Si Ustedes poseen estas cosas y las desarrollan, ni su vida será inútil, ni habrán conocido en vano a nuestro Señor Jesucristo. Pero el que no las posee, es como un ciego o corto de vista; ha olvidado que fue limpiado de sus pecados pasados, es decir, del egoísmo. Por eso, hermanos, ya que Dios los ha llamado y escogido, procuren que esto arraigue en ustedes, pues haciéndolo así, nunca caerán.

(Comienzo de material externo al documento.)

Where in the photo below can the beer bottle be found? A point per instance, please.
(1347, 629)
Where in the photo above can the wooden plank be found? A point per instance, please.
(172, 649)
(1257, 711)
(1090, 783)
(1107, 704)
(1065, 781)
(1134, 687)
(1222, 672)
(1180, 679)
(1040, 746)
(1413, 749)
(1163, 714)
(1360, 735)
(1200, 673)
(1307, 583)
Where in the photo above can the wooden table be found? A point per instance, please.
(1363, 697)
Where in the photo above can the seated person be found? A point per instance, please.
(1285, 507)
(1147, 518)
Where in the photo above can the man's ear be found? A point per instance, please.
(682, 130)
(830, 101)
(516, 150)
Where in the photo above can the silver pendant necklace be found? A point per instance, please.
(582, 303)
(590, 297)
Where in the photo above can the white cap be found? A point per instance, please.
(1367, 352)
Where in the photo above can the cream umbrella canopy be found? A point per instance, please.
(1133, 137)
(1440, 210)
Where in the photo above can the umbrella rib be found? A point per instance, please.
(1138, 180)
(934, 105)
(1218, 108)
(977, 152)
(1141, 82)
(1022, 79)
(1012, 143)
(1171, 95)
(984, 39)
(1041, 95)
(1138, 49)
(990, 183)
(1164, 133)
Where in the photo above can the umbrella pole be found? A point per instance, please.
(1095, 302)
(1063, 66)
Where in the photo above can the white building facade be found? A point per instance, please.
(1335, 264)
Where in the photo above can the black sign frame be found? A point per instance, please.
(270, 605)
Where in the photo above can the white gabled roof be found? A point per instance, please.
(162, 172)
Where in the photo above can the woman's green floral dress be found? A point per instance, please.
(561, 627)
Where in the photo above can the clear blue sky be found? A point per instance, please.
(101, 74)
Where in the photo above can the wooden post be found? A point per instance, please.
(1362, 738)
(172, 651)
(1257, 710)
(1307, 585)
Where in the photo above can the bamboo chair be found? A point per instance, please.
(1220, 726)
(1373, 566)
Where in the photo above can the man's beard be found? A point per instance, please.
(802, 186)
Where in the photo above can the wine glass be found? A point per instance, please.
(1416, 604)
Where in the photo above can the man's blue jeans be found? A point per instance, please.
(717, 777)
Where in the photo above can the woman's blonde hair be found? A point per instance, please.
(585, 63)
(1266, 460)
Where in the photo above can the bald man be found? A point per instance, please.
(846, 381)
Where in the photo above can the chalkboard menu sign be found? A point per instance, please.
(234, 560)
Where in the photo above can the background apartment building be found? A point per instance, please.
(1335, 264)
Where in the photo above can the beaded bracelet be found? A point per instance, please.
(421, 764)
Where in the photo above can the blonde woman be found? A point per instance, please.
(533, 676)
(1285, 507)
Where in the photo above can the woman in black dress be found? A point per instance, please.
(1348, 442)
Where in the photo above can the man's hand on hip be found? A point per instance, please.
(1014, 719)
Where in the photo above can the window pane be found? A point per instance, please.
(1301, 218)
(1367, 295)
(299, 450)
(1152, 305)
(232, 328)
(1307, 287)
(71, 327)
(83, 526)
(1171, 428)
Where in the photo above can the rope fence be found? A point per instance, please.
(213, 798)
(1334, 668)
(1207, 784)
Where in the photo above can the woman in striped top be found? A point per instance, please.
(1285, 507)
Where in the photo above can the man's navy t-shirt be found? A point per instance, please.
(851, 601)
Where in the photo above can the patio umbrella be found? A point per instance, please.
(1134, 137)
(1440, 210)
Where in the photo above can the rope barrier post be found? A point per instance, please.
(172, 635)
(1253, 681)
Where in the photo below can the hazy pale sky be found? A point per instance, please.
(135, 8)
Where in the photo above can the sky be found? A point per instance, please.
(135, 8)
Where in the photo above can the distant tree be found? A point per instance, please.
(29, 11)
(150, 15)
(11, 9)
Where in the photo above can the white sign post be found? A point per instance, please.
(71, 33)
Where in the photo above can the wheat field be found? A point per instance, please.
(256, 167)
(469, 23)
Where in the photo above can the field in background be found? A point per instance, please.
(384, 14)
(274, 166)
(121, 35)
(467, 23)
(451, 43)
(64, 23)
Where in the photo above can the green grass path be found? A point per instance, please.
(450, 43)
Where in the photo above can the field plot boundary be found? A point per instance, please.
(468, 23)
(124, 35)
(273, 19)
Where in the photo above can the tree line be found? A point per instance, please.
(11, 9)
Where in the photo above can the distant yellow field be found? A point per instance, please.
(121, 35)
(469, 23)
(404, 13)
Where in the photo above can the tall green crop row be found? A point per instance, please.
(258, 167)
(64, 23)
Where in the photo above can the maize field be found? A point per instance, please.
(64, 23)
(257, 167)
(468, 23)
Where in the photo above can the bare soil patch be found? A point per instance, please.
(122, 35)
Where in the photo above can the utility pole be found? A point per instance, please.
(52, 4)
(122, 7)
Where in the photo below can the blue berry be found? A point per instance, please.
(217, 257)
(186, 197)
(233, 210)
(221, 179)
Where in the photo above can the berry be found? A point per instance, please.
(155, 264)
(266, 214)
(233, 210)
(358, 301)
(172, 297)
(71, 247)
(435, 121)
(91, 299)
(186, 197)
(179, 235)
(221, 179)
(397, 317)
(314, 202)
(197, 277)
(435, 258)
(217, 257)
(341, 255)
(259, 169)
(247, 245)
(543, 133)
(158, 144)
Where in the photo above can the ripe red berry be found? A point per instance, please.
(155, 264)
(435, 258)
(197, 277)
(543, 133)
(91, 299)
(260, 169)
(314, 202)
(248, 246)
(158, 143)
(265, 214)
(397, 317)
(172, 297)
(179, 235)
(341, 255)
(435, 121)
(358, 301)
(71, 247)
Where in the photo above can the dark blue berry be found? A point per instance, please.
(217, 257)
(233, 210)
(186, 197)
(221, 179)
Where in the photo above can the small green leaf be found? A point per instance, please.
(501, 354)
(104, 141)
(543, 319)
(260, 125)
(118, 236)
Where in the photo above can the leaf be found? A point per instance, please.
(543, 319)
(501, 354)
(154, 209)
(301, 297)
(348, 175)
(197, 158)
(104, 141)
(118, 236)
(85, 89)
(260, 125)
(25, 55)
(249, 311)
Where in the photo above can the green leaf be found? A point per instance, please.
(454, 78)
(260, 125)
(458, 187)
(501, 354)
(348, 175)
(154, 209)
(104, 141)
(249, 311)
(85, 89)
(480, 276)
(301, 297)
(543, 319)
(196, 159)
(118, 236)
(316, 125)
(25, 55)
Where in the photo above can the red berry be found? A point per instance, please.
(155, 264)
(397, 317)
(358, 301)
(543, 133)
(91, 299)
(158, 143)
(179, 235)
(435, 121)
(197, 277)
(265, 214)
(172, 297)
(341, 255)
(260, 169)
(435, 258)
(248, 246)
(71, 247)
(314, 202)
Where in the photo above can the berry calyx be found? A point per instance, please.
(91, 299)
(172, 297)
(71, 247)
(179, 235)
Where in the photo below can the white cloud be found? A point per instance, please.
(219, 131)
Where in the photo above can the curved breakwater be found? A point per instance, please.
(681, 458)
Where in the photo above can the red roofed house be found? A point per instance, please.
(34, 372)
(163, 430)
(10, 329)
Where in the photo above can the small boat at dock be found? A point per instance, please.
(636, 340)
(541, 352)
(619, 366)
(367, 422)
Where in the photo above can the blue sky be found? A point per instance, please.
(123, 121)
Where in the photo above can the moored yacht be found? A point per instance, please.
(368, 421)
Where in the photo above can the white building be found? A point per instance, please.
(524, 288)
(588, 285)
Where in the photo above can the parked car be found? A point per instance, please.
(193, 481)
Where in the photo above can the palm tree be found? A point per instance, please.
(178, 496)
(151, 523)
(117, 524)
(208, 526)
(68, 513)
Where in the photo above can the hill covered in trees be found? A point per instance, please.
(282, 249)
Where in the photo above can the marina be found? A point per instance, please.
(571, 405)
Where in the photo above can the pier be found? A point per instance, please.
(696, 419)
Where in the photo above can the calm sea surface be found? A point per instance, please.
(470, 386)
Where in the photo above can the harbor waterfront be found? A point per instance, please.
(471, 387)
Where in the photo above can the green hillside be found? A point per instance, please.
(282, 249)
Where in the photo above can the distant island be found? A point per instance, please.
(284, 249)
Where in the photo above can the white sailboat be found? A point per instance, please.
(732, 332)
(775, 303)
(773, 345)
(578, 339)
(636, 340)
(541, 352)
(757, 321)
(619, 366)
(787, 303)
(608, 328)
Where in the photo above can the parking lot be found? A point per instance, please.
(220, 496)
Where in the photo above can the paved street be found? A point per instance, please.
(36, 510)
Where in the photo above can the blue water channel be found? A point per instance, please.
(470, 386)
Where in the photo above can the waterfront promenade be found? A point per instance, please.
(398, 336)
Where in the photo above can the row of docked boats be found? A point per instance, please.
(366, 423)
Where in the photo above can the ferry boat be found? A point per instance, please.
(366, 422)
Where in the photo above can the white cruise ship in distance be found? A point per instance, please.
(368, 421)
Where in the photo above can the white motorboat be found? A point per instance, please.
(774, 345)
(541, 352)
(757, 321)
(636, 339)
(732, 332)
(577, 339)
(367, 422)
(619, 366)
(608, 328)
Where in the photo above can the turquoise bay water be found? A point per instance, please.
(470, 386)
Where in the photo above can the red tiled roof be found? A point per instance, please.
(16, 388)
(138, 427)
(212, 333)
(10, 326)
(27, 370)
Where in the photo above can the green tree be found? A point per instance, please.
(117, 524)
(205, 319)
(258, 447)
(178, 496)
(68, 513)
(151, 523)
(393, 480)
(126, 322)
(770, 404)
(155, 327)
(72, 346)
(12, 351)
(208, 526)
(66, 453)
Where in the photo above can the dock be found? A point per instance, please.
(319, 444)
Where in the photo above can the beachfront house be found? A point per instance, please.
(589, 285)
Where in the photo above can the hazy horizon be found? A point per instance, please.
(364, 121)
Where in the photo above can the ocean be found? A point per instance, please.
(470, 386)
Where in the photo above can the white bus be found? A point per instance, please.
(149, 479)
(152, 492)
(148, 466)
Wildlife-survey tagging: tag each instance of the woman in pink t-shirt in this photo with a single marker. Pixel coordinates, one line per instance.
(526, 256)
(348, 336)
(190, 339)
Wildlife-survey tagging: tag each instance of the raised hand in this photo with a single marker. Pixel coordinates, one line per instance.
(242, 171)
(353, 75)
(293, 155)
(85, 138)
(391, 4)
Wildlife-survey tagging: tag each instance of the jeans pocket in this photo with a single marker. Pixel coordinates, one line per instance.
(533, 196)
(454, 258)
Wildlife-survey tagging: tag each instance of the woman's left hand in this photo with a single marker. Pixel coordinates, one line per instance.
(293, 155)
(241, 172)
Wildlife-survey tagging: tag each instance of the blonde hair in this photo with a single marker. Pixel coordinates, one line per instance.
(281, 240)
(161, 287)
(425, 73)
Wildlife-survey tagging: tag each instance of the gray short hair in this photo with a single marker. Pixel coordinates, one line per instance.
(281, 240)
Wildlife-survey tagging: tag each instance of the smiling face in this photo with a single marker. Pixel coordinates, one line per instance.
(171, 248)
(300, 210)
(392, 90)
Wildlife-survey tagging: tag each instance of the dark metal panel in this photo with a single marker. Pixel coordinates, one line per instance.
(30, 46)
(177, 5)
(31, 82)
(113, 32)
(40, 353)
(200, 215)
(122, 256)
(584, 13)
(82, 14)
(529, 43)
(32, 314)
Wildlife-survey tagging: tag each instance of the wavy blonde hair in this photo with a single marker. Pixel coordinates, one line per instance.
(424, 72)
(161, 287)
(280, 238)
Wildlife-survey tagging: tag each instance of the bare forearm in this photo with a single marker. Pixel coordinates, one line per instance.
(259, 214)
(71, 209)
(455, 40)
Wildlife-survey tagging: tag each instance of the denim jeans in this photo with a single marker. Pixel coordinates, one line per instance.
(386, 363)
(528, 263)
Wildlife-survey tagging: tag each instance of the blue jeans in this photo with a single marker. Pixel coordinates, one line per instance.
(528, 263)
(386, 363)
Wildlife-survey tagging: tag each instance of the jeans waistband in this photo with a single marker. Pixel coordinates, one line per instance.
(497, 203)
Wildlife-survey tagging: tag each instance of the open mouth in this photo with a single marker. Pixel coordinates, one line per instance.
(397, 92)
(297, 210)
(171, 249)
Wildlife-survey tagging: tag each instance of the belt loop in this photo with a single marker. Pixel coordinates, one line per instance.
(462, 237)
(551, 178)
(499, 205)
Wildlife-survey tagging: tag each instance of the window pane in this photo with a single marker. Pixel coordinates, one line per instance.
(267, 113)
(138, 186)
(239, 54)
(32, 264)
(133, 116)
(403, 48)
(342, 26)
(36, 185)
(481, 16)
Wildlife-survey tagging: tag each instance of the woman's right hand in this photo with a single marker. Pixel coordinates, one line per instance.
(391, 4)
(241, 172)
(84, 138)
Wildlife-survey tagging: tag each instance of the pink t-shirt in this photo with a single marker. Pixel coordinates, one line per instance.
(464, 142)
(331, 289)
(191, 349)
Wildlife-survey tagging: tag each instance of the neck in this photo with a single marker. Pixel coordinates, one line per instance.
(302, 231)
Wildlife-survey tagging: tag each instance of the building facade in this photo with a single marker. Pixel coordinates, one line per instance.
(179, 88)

MOMENTO PRECIOSO DE ORACIÓN

Toma una actitud orante, bien sentado, sentada, con tus pies bien puestos en el piso si puedes, tus brazos y manos descánsalos sobre tus piernas, con tus palmas hacia abajo o hacia arriba o entre lazadas. Tu cabeza recta. Cierra tus ojos y respira suave, profundo y lento y al mismo tiempo, ve abriéndote en fe, en esperanza y en amor, a ese Dios tierno y poderoso que habita en ti allá en lo profundo de tu ser y sin más actividad que callar y amar, quédate con Jesús en ese lugar que Dios ha hecho fuerte para soportar el secreto divino que consiste en saber quién es Dios; ese lugar es, tu corazón.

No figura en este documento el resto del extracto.